In view of the fact that the major portion of the heat released by the condensing steam is not recycled since it is lost to the atmosphere through the transparent cover, the solar pond is a primitive system with a low working efficiency. Of course, the sunlight is free, and consequently, there is little requirement for high efficiency in utilizing the sunlight itself. However, the low efficiency of the solar pond creates a problem since the requirement of a large pond area is simply not compatible in many localities with a heavy population density, and a pond with a large area requires more materials of corrosion resisting of grade for construction. A better solar still can be provided by recycling the heat released by the condensing steam to preheat the water to be distilled. This provides an advantage in that the total surface area collecting the sunlight required to evaporate a given amount of water per day can be made significantly smaller compared to the solar pond, resulting in the saving of the space and materials required to construct a solar still. A better solar still can be provided by minimizing the wetted area in the still with a given area for collecting sunlight. The wetted area in a solar still can be reduced for a given amount of the distilled water required per day if the water can be evaporated not only on the free surface but also within the volume of the water--the water has to be boiled. It is a well known fact that the water boils when it is heated or the ambient pressure is lowered.

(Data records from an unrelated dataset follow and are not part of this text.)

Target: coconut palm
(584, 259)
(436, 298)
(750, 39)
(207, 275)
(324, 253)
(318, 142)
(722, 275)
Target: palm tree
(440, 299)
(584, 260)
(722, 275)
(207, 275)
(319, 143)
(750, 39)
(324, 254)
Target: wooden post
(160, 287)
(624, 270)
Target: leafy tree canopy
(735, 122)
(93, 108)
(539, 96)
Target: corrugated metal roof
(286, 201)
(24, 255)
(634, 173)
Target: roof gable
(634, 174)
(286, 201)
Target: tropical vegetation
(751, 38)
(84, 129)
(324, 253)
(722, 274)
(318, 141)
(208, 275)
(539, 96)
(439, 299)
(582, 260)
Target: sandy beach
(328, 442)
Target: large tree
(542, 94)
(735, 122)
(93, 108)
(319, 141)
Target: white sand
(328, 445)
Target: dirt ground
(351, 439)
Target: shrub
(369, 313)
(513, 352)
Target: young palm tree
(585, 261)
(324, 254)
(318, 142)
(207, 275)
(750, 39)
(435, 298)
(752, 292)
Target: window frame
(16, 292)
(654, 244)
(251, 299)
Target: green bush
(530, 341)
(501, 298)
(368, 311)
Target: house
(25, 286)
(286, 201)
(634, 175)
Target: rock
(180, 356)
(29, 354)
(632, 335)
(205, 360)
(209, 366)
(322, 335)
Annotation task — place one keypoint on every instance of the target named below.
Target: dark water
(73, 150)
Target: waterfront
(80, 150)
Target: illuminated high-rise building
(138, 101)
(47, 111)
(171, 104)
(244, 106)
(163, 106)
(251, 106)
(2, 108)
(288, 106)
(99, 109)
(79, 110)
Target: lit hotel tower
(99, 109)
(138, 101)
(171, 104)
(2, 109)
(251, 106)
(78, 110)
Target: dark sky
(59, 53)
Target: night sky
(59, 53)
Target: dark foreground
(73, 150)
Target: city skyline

In a better still, the water should be heated by solar energy and, at the same time, the pressure in contact with the water should be partially evacuated in order to promote the boiling of the water.
The primary object of the present invention is to provide a solar still wherein the evaporation of the water heated by the sunlight takes place in the partially evacuated tubings.
Another object of the present invention is to use the vacuum legs on the condensate discharge and the reject discharge in order to maintain the partial vacuum in the heater tubing wherein evaporation of the water takes place.
A further object of the present invention is to provide a solar still including a heat exchanger-condenser that condenses the steam into the water and preheats the water being fed into the heater tubings heated by the solar collector.
Still another object of the present invention is to employ a flow regulating orifice to drip-feed the water into the heater tubings from the feed reservoir in order to minimize the reject flow out of the heater tubings which are wetted with feed water on the bottom half or less of the cross section.